Since at each level, we only do linear amount of work, the total running time for 32 levels is still O(n).

``````class Solution(object):
def helper(self, nums, i):
if len(nums) < 2 or i < 0: return 0
arr0, arr1 = [], []
for num in nums:
if (num>>i)&1 == 0:
arr0.append(num)
else:
arr1.append(num)
gap = max(self.helper(arr0, i-1), self.helper(arr1, i-1))
if len(arr0) > 0 and len(arr1) > 0:
gap = max(gap, min(arr1) - max(arr0))
return gap

def maximumGap(self, nums):
return self.helper(nums, 31)
``````

• @simkieu Did you invented that? Because that's awesome, you can use this method to solve lot of thing in (big O) linear time.

• @ZephyrSails Thanks, I came up with the solution myself without looking up anything. I hope it does lol.

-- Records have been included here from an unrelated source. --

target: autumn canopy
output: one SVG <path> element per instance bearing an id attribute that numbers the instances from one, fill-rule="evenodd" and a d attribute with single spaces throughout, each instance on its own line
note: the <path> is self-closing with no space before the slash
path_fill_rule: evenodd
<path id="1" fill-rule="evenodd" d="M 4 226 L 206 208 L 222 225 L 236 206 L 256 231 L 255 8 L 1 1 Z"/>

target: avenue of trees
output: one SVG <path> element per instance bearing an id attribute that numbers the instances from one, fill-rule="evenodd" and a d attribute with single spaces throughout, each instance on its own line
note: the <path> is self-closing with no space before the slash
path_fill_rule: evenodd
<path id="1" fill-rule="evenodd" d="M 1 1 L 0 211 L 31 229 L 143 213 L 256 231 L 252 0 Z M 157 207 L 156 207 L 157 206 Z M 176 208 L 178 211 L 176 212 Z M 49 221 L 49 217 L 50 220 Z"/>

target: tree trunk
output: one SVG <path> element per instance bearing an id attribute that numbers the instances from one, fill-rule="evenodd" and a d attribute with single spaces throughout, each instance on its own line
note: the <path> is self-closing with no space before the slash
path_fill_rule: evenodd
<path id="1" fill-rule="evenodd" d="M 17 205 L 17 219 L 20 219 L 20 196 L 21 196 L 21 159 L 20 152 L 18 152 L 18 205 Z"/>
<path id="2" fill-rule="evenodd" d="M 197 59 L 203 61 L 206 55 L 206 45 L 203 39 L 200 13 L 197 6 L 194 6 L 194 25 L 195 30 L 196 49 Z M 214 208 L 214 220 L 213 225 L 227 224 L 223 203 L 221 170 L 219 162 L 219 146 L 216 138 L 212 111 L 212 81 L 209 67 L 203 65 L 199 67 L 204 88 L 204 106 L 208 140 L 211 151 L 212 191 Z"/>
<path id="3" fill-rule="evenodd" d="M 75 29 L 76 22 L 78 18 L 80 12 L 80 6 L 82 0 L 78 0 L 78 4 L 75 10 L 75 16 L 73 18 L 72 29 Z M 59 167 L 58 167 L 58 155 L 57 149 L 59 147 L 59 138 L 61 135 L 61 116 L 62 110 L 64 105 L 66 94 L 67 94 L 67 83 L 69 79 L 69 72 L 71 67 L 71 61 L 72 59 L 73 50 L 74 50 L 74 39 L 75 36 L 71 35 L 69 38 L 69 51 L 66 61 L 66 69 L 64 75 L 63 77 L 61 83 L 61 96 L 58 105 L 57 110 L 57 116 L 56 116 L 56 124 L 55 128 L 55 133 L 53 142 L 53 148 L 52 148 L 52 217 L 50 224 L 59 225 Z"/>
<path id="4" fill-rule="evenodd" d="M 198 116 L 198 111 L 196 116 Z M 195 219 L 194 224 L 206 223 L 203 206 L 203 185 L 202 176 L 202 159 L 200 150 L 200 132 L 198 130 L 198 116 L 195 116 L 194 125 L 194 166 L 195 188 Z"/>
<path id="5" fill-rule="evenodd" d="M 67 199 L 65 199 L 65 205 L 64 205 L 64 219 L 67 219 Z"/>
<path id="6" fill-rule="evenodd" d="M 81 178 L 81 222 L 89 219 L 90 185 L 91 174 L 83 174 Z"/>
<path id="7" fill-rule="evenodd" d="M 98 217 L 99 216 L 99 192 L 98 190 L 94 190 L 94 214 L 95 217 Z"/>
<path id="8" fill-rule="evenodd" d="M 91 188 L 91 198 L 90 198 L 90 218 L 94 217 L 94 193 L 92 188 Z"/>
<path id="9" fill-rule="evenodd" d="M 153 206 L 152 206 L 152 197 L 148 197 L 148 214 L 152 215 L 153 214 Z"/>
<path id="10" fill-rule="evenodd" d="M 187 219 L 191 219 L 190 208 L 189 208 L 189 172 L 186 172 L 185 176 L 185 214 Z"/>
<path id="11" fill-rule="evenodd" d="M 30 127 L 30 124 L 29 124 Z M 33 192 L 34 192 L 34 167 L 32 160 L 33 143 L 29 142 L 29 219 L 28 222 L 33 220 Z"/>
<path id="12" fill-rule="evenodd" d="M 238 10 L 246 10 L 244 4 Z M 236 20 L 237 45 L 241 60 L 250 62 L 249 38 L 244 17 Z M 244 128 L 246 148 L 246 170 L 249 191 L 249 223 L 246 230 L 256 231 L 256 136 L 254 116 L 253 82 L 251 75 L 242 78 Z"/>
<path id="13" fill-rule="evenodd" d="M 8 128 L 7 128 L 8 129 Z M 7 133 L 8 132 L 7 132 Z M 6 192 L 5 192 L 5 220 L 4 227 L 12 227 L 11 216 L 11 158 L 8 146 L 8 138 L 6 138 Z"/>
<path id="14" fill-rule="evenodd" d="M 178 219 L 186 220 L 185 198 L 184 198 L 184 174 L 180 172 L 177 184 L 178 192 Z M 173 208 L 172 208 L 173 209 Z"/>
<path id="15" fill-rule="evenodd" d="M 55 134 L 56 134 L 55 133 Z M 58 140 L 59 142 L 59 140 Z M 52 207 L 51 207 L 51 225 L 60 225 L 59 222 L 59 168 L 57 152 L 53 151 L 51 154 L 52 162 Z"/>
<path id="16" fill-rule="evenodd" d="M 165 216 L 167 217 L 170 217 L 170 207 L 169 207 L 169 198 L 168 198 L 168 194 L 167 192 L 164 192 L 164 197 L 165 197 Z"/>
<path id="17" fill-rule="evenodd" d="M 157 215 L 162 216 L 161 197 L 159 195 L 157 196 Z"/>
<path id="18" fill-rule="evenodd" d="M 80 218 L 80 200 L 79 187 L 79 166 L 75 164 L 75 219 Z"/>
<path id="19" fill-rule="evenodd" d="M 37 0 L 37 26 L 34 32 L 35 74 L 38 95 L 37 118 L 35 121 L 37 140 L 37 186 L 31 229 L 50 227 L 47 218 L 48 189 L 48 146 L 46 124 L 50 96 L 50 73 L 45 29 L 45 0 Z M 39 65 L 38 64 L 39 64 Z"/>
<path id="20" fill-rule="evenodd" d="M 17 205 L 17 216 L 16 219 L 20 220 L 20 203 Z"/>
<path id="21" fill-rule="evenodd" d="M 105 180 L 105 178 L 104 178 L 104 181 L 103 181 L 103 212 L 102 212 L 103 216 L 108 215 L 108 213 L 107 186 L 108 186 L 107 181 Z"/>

• Let's say the run time for you `helper` is `f(n)`, where `n` is the size of `nums`. It first enumerates `nums`, this will take `n` time units, and then `helper` is called twice. Assume the ith bit separates `nums` in two small arrays with size `n/2`, we then get `f(n) = 2f(n/2) + n`. Therefore, `f(n) = nlogn`.

As analyzed above, your algorithm is actually `O(nlogn)`. But as stated in the problem, `0 <= n <= 2^31`, you can bound `log n` by `31`, so in the restricted condition, you might say your algorithm run roughly in `O(n)` time.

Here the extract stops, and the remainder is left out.